No joke: Inflight meals delivered to your home

Barry Neild, CNNUpdated 3rd October 2014
(CNN) — Strange though it might seem, there are people who love inflight meals.
Stranger still, there are people who love inflight meals so much they want to eat them at home.
That's the premise behind a new venture that's begun making deliveries of airline-style dinners to addresses in Germany.
"Some of our customers called us and said we love to eat fresh food, but we don't want to have convenience food," says Max Thinius of online produce retailer Allyouneed.com.
To answer their call, in August the company teamed with LSG Sky Chefs, the catering arm of German airline Lufthansa to launch Air Food One.
Still in an eight-week trial period that Thinius describes as its "pre-pre-pilot stage," the service currently makes once-weekly deliveries in Germany's Dusseldorf and Cologne regions of meals inspired by Lufthansa's business class menus.
Menus include steak filets, chicken in pepper sauce and fried cod and retail at about $13. There are also vegetarian options.
Thinius says the meals appeal to working parents with kids to feed and to busy business travelers who perhaps don't want to go cold turkey after several days of tucking into delicious airplane food.
Menu testing
Air Food One's meals are better than the inflight equivalent, he insists, because they're delivered fresh for customers to heat up themselves instead of being precooked and packed into the metal crates used by commercial aviation caterers.

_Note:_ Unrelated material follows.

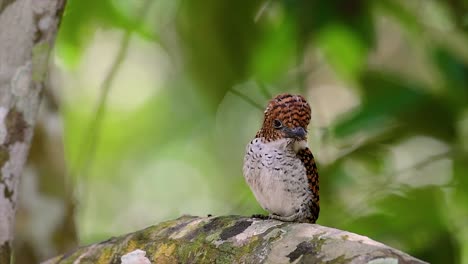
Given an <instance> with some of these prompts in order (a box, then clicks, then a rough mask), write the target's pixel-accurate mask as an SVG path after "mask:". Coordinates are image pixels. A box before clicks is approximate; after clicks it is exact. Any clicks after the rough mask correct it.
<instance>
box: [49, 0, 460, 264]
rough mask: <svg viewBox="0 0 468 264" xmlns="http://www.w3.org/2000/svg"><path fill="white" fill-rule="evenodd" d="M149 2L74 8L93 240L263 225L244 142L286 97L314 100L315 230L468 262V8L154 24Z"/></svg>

There's also the advantage of being able to eat them with real metal cutlery and -- depending on the customer's domestic setup -- without being repeatedly jostled by the person in the next seat.
"They're astonishingly OK," says Thinius. "I didn't think one could do such stuff that you heat and eat it, but it works.
"It's not as good as if you cook yourself -- unless you can't cook properly -- but it's OK."
The pilot service appears to be going well so far, he adds, but it's still too early to tell if it'll be rolled out further afield.
"If it will be successful we will of course expand, if it's not, we won't. There's a lot of things we have to test, not just if the meals are liked by the customers, but also the logistics."
So for the time being, the rest of us will have to suffer the inconvenience of long-haul travel if we're hungry for inflight flavors.
Or we could just settle for a sandwich.